Untersuchung zur Chemie der Arterien wand, X. Über die saure Carboxypeptidase in der Aorta des Rindes

Abstract
A carboxypeptidase, which can be demonstrated in bovine arterial wall, was purified 225-fold by ammonium sulfate precipitation and gel filtration. This arterial enzyme differs from the known carboxypeptidase in the following properties: the optimum pH is 4.6, and the optimum temperature is 47[degree] during a 2 hr incubation period. Synthetic substrates of arterial carboxypeptidase are tripeptides and, to a lesser extent, tetrapeptides with a branched, aliphatic (leucine, valine) or aromatic (phenylalanine) amino acid at the C-terminal end; of these, the highest rates of hydrolysis are shown by peptides with C-terminal leucine. Substrates with pre-terminal leucine are more easily hydrolyzed; pre-terminal histidine prevents hydrolysis, and C-terminal glycine is not removed by by hydrolysis. The Michaelis constants of the tripeptides Ser-Leu-Leu, Leu-Leu-Leu, Leu-Leu-Val and Gly-Gly-Phe are 0.28, 1.06, 2.7 and 1.37 (mM). The enzyme does not attack the synthetic substrates of pancreatic carboxypeptidase A and B, the catheptic carboxypeptidases or ca-thepsins A, B and C. It possesses no esterase activity.

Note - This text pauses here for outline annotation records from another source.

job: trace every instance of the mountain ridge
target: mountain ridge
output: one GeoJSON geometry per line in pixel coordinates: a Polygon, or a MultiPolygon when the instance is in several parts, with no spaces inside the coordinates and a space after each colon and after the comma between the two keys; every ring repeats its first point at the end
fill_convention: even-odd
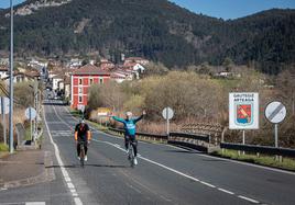
{"type": "MultiPolygon", "coordinates": [[[[0,22],[8,27],[3,11],[0,22]]],[[[117,61],[123,53],[168,67],[204,61],[220,65],[230,57],[237,64],[275,62],[278,70],[295,59],[294,22],[295,10],[291,9],[225,21],[195,14],[166,0],[73,0],[15,16],[15,42],[20,55],[98,52],[117,61]]],[[[0,49],[8,49],[7,37],[8,31],[0,30],[0,49]]]]}

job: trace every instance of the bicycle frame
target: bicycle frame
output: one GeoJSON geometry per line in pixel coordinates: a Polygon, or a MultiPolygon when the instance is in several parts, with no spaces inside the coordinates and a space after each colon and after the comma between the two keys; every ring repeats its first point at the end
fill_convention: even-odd
{"type": "Polygon", "coordinates": [[[85,148],[84,148],[85,141],[79,141],[80,146],[80,167],[84,168],[85,164],[85,148]]]}
{"type": "Polygon", "coordinates": [[[131,139],[128,140],[128,149],[129,149],[129,161],[130,161],[130,166],[133,168],[134,167],[134,150],[133,150],[133,146],[132,146],[132,141],[131,139]]]}

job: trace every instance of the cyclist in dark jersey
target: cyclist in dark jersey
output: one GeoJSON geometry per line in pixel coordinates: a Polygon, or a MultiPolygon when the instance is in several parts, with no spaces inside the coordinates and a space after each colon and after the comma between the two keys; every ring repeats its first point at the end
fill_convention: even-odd
{"type": "Polygon", "coordinates": [[[132,115],[133,114],[131,112],[127,112],[125,113],[125,118],[120,118],[120,117],[117,117],[117,116],[112,116],[112,118],[114,121],[118,121],[118,122],[120,122],[120,123],[122,123],[124,125],[124,130],[125,130],[125,135],[124,135],[125,150],[128,151],[128,141],[131,140],[132,141],[131,145],[133,146],[134,156],[135,156],[134,163],[138,164],[138,159],[136,159],[136,156],[138,156],[138,141],[136,141],[136,138],[135,138],[136,123],[139,121],[141,121],[144,115],[146,115],[146,112],[143,111],[142,112],[142,115],[140,117],[132,117],[132,115]]]}
{"type": "Polygon", "coordinates": [[[84,119],[75,127],[75,140],[77,144],[77,155],[78,159],[80,160],[80,141],[84,141],[84,150],[85,150],[85,161],[87,161],[87,150],[88,150],[88,144],[91,139],[91,133],[89,130],[89,126],[85,123],[84,119]]]}

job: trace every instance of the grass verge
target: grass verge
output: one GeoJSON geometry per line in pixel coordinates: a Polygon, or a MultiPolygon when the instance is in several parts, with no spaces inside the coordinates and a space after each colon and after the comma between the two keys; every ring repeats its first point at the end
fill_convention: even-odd
{"type": "Polygon", "coordinates": [[[0,152],[6,152],[9,150],[9,147],[4,144],[0,144],[0,152]]]}
{"type": "Polygon", "coordinates": [[[24,128],[24,140],[31,140],[31,126],[24,128]]]}
{"type": "Polygon", "coordinates": [[[288,171],[295,171],[295,159],[293,158],[283,158],[282,161],[278,161],[278,160],[275,160],[275,156],[260,155],[258,157],[256,155],[253,155],[253,153],[245,153],[245,155],[241,153],[239,156],[238,151],[228,150],[228,149],[225,149],[223,152],[222,150],[215,151],[211,155],[222,157],[222,158],[272,167],[272,168],[280,168],[280,169],[284,169],[288,171]]]}

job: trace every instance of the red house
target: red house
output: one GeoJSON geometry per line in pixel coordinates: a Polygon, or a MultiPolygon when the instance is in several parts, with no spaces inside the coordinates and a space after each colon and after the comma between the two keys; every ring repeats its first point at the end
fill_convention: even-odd
{"type": "Polygon", "coordinates": [[[70,106],[87,105],[88,90],[91,84],[102,84],[110,79],[110,72],[92,65],[86,65],[72,72],[70,106]]]}

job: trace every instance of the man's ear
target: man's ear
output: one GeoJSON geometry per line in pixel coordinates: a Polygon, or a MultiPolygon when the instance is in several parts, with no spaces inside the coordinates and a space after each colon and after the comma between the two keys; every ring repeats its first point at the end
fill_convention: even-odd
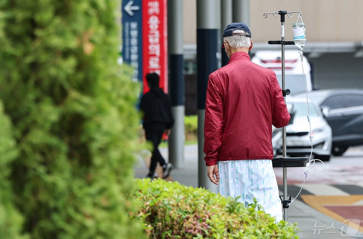
{"type": "Polygon", "coordinates": [[[226,51],[229,52],[229,45],[225,41],[224,41],[223,44],[224,44],[224,49],[225,49],[226,51]]]}
{"type": "Polygon", "coordinates": [[[253,43],[252,42],[252,38],[251,38],[251,45],[250,48],[248,49],[248,51],[249,51],[252,50],[252,48],[253,47],[253,43]]]}

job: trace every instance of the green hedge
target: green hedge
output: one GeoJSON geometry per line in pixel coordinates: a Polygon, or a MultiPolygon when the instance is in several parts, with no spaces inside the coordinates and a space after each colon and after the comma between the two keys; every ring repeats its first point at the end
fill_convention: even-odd
{"type": "Polygon", "coordinates": [[[184,125],[186,134],[196,136],[198,130],[198,116],[196,115],[185,116],[184,117],[184,125]]]}
{"type": "Polygon", "coordinates": [[[153,238],[297,238],[295,226],[274,219],[256,204],[246,207],[201,188],[161,180],[137,180],[134,197],[153,238]],[[255,209],[256,209],[255,210],[255,209]]]}
{"type": "Polygon", "coordinates": [[[20,239],[23,219],[15,207],[9,177],[11,163],[18,155],[11,123],[0,101],[0,239],[20,239]]]}
{"type": "Polygon", "coordinates": [[[17,153],[4,193],[24,218],[0,222],[31,238],[142,238],[127,212],[139,87],[117,63],[119,3],[0,2],[0,100],[17,153]]]}

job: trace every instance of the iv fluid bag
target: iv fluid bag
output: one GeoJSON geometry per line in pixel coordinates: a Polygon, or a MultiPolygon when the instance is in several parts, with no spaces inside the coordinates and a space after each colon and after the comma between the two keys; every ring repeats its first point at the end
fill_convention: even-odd
{"type": "Polygon", "coordinates": [[[293,24],[293,32],[295,46],[299,48],[305,46],[305,42],[306,41],[305,35],[305,24],[303,22],[297,22],[293,24]]]}

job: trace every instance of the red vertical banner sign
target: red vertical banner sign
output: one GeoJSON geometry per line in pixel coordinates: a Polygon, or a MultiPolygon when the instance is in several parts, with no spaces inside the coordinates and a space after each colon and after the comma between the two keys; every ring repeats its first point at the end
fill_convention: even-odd
{"type": "Polygon", "coordinates": [[[167,0],[143,0],[142,61],[143,93],[149,91],[145,76],[155,72],[159,86],[168,92],[168,35],[167,0]]]}

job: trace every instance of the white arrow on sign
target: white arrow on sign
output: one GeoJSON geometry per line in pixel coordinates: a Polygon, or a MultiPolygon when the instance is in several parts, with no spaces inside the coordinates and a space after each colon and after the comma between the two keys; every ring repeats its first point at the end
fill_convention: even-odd
{"type": "Polygon", "coordinates": [[[126,12],[131,16],[134,16],[133,11],[136,11],[140,10],[139,6],[132,6],[133,4],[134,4],[133,0],[130,0],[130,1],[127,3],[127,4],[125,5],[125,7],[123,8],[126,12]]]}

The activity of arterial carboxypeptidase is neither altered by the addition of metal ions, nor inhibited by sulfhydryl reagents (p-chloromercuribenzoate, iodoacetate, N-ethyl-maleimide). Arterial carboxypeptidase does not attack bovine serum albumin, the B-chain insulin or chondroitin sulfate-protein but it acts upon their proteolytic cleavage products to give free leucine, valine, phenylalanine and tyrosine. On the basis of the low optimum pH and the relative specificity, the enzyme should be designated: acidic (leucyl-)carboxypeptidase (peptidyl-leucine-hydrolase).